27 Tiny Acts of Resistance (Each Under 3 Minutes)
(Or: Worse Ways You Could Be Using Your Time Right Now)
Let’s be real—regulatory engagement doesn’t usually make the cut on your afternoon to-do list. But it should.
Because right now, corporations and lobbyists are flooding the deregulation portals with carefully worded suggestions to dismantle public protections in the name of “efficiency.” And if we don’t push back—clearly, deliberately, and relentlessly—they win by default.
That’s where the Operational Toolkit comes in.
There are 27 published entries—fully written, formatted, and CFR-cited. All you have to do is copy, paste, and click submit.
Each one takes less than 3 minutes.
Doing all 27? That’s under 90 minutes.
That’s Less Time Than…
Sitting through a pointless Zoom meeting.
Faster than the whiplash from switching between hope and nihilism 14 times before lunch.
Finding where that one Google Doc lives.
Doomscrolling your way into another headache.
Bingeing one episode of a show you’ll regret starting.
Congress spends naming a post office.
One Supreme Court hearing that rewrites your bodily autonomy.
A corporate webinar on “resilience” during systemic collapse.
Explaining to your family what your job actually is.
Most meetings about improving efficiency.
The time it took for your rights to get rolled back.
Decoding your company’s internal compliance training while crying into your lukewarm coffee.
Trying to cancel a subscription you forgot you had.
A Sunday scroll through Instagram.
Arguing with a bot on Reddit about late-stage capitalism.
Making a complicated coffee order and waiting for it.
Assembling IKEA furniture (and more likely to improve the world).
Waiting on hold with the IRS, only to get transferred to another queue.
The rollback of 40 years of environmental protections.
Figuring out which “final interim revised draft” is actually final.

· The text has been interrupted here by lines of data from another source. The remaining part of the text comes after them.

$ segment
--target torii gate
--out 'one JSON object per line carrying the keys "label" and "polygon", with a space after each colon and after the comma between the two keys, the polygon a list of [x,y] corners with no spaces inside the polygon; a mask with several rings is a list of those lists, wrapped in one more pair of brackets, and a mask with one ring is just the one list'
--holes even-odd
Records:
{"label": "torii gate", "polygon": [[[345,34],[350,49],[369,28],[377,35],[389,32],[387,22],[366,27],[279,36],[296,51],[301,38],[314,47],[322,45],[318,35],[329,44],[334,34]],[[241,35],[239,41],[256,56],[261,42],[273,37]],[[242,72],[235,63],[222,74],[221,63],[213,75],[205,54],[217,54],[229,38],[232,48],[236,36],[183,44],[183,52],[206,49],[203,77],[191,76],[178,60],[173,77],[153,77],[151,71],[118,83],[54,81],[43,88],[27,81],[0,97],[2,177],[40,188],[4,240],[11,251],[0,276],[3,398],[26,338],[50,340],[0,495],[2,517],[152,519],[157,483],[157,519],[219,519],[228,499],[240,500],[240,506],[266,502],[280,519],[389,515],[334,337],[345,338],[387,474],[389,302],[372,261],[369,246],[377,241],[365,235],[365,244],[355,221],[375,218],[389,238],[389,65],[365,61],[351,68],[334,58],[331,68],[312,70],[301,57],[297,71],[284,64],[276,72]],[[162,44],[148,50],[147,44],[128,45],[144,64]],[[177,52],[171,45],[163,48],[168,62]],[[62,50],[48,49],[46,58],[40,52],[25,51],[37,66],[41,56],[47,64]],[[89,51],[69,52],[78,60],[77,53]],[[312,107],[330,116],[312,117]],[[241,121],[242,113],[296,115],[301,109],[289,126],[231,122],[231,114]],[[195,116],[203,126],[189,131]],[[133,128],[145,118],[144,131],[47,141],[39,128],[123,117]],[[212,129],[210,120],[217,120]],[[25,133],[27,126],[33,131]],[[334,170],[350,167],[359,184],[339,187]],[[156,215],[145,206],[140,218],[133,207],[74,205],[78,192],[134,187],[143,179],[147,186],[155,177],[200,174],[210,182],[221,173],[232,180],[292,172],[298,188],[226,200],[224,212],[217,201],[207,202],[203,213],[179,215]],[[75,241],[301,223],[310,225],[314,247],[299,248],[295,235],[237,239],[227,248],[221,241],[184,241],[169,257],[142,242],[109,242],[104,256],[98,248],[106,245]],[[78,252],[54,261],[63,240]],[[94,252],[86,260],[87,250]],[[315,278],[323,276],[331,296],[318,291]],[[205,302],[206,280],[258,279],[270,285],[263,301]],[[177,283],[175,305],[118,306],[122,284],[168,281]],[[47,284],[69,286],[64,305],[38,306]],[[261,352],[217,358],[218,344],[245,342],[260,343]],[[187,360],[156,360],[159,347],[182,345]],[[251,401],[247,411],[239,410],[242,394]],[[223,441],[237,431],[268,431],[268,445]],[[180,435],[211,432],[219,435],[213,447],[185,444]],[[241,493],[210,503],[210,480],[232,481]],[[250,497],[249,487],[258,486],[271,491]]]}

A billionaire’s quarterly tax planning session.
Debating whether you should do something.
You get the idea.
The Toolkit is built to speak the system’s language—clean, coded, and CFR-linked. These are real submissions, formatted to be accepted by the very bureaucracies we’re trying to hold accountable.
This is malicious compliance.
They’re betting we’ll be too tired to act. Joke’s on them—we’re tired AND tactical.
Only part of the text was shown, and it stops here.